Tuesday, January 10, 2012

I Love the Smell of Cantica in the Morning

Or any other time of day, for that matter.  I saw a post on Father Z's blog about incense and an interesting discussion arose about the proper way to swing the thurible and keep the coals stoked.

I am a bit of a snob when it comes to incense.  My beloved Father Jim used to fill the censer with some blue crystaloid stuff that looked and smelled like Vicks Vapor Rub.  He really liked to pour it on thick.  I shouldn't laugh about this, but I can't help it.  There were a few occasions when he caused the smoke detectors to go off.  He would chastise us to "keep going" and then he'd scurry into the sacristy to try to figure out how to switch the alarms off.  I bought him some Svir incense from Holy Cross Monastery  that I had  lying around the house. (Who has incense lying around the house?  I do, always!)  He thanked me and started using it and that was the end of the smoke detectors going off.

The very first time I ever visited the Carmelite Monastery, they were burning Cantica incense from St. Joseph's Monastery in Massachusetts.  It took some doing for me to find out what the name of the stuff was.  Then I discovered that my pastor also preferred using Cantica because it's what they had used in the seminary.  I contacted St. Joseph's to try to order some and I was bluntly informed that they stopped making it, they didn't have any to sell me, thank you very much goodbye!

To my great delight, Monastery Greetings started selling Cantica and Laudate not too long ago. I find it difficult to believe that the monks suddenly decided to start making it again and I wonder if they didn't work out an agreement with Monastery Greetings to have the company make it and sell it for them.  Whatever the case may be, I not only love the scent but it's one of the few kinds of incense that doesn't provoke laryngospasm in half the congregation!  My present pastor doesn't love it the way that I do, but he still uses it along with some other very fine incense from a nearby orthodox religious gift shop.

I am rarely in this house by myself anymore, but when I am, I don't want to watch so-called "chick" movies or have "the girls" over for coffee or anything like that.  Nope, my idea of an evening to myself is to fire up the censer and listen to chant or pray.  I tried using the censer a few times when Mr. Little Way was around, but that doesn't go over very well with him.   The kids could always tell too, when I  "lit one up".  One of their friends remarked one day that our house smelled like church. I feigned shock, saying "I don't know what you're talking about."

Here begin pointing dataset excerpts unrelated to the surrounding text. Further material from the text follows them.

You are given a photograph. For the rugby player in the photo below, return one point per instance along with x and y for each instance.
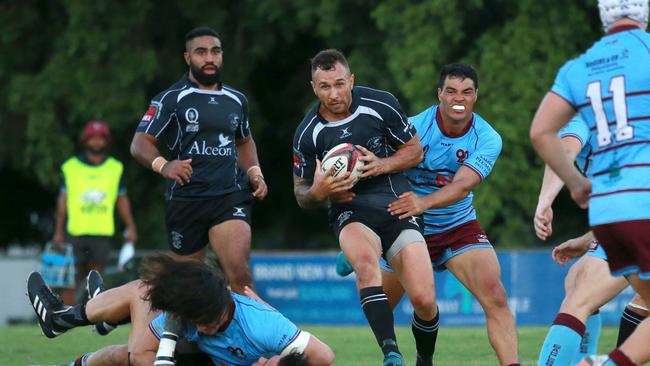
(215, 173)
(609, 86)
(372, 120)
(230, 328)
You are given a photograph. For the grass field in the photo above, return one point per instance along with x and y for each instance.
(25, 345)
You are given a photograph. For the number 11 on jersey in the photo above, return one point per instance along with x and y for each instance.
(617, 88)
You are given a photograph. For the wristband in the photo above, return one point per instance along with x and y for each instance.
(158, 163)
(253, 167)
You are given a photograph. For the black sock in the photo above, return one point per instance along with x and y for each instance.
(380, 317)
(74, 316)
(629, 321)
(425, 333)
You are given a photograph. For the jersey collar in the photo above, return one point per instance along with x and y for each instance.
(442, 130)
(621, 28)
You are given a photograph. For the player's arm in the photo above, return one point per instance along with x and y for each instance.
(312, 193)
(553, 113)
(61, 213)
(410, 204)
(551, 186)
(248, 162)
(124, 210)
(407, 155)
(144, 150)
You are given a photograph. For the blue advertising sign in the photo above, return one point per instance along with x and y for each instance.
(306, 288)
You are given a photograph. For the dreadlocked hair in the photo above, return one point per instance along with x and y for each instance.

All joking aside, the use of quality incense at Mass is a beautiful way to remind us that we are in God's Holy Presence.  Like the organ and the schola, it is an essential part of our worship that is too often cast aside.

1 comment:

  1. Good incense is a precious thing. I can't stand the brands that burn up almost immediately. During Advent the seminary uses this wonderful kind that can make smoke for a straight hour with a few spoonfuls, though we often get so much smoke made during evening Adoration, that when you walk into the chapel the next morning the air still looks hazy. Not that I complain though, it makes the place smell amazing.